Data is automatically marshalled and unmarshalled in and out of the plugin. Users should mostly implement the flytekit.core.base-task.PythonTask API defined in Flytekit.

Flytekit plugins are lazily loaded and can be released independently like libraries. The naming convention is flytekitplugins-*, where * indicates the package to be integrated into Flytekit. For example, flytekitplugins-papermill enables users to author Flytekit tasks using Papermill.

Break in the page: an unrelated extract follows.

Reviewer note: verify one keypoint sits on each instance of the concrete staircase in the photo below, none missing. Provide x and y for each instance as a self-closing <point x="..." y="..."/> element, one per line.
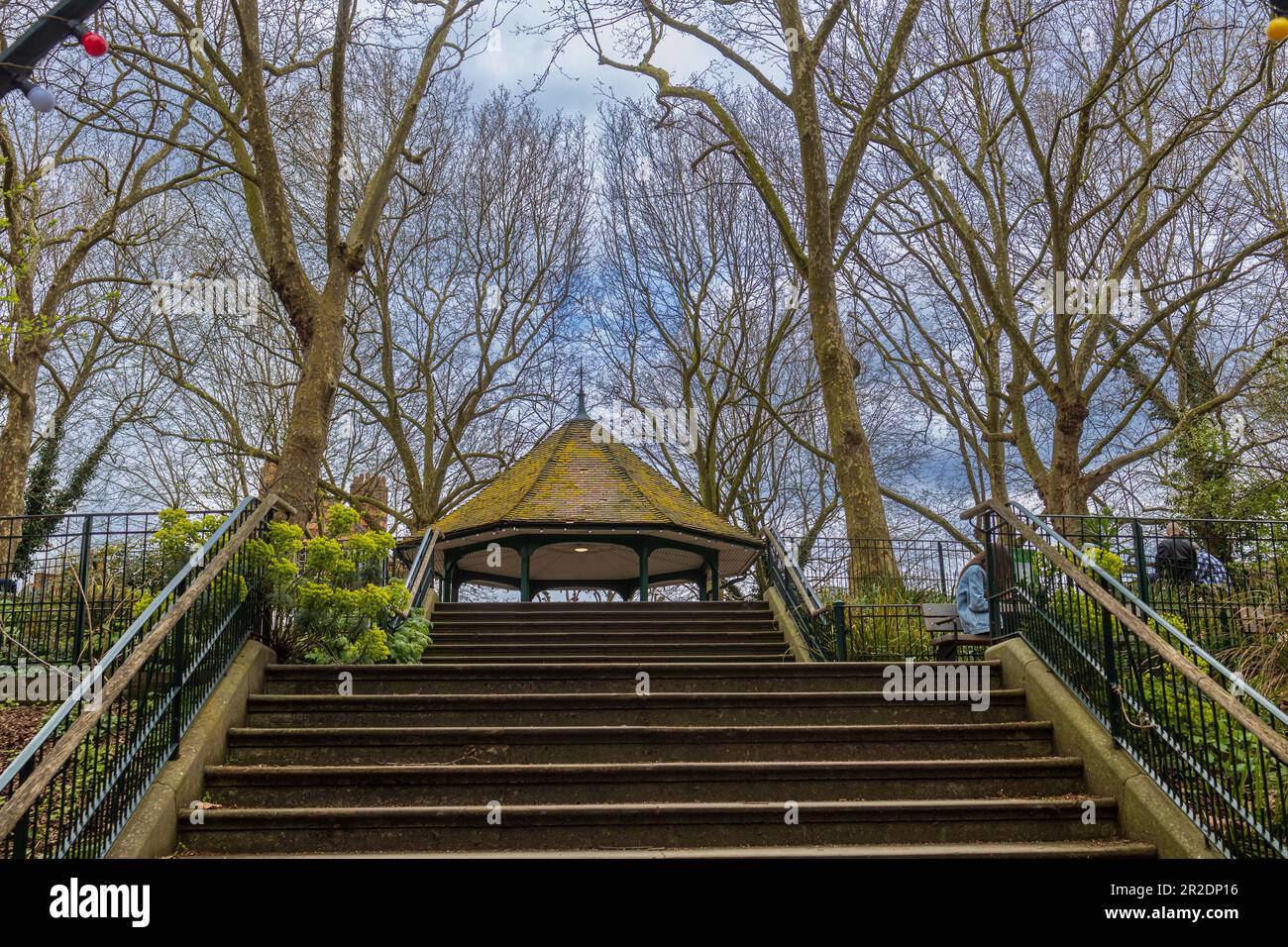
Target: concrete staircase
<point x="524" y="731"/>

You can find the plugins maintained by the core Flyte team here.

Native backend plugins

Native backend plugins can be executed without any external service dependencies because the compute is orchestrated by Flyte itself, within its provisioned Kubernetes clusters.

Plugin	Description
Kubeflow PyTorch	Run distributed PyTorch training jobs using `Kubeflow`.
Kubeflow TensorFlow	Run distributed TensorFlow training jobs using `Kubeflow`.
Kubernetes cluster Dask jobs	Run Dask jobs on a Kubernetes Cluster.
Kubernetes cluster Spark jobs	Run Spark jobs on a Kubernetes Cluster.
MPI Operator	Run distributed deep learning training jobs using Horovod and MPI.
Ray	Run Ray jobs on a K8s Cluster.

External service backend plugins

As the term suggests, these plugins rely on external services to handle the workload defined in the Flyte task that uses the plugin.

Plugin	Description
AWS Athena	Execute queries using AWS Athena
AWS Batch	Running tasks and workflows on AWS batch service
Flyte Interactive	Execute tasks using Flyte Interactive to debug.
Hive	Run Hive jobs in your workflows.

Enabling backend plugins

To enable a backend plugin, you must add the ID of the plugin to the enabled plugins list. The enabled-plugins is available under the tasks > task-plugins section of FlytePropeller’s configuration. The plugin configuration structure is defined here. An example of the config follows:

        
    
tasks:
  task-plugins:
    enabled-plugins:
      - container
      - sidecar
      - k8s-array
    default-for-task-types:
      container: container
      sidecar: sidecar
      container_array: k8s-array

Finding the ID of the backend plugin

To find the ID of the backend plugin, look at the source code of the plugin. For examples, in the case of Spark, the value of ID is used here, defined as spark.

Flyte operators

Flyte can be integrated with other orchestrators to help you leverage Flyte’s constructs natively within other orchestration tools.

Operator	Description
Airflow	Trigger Flyte executions from Airflow.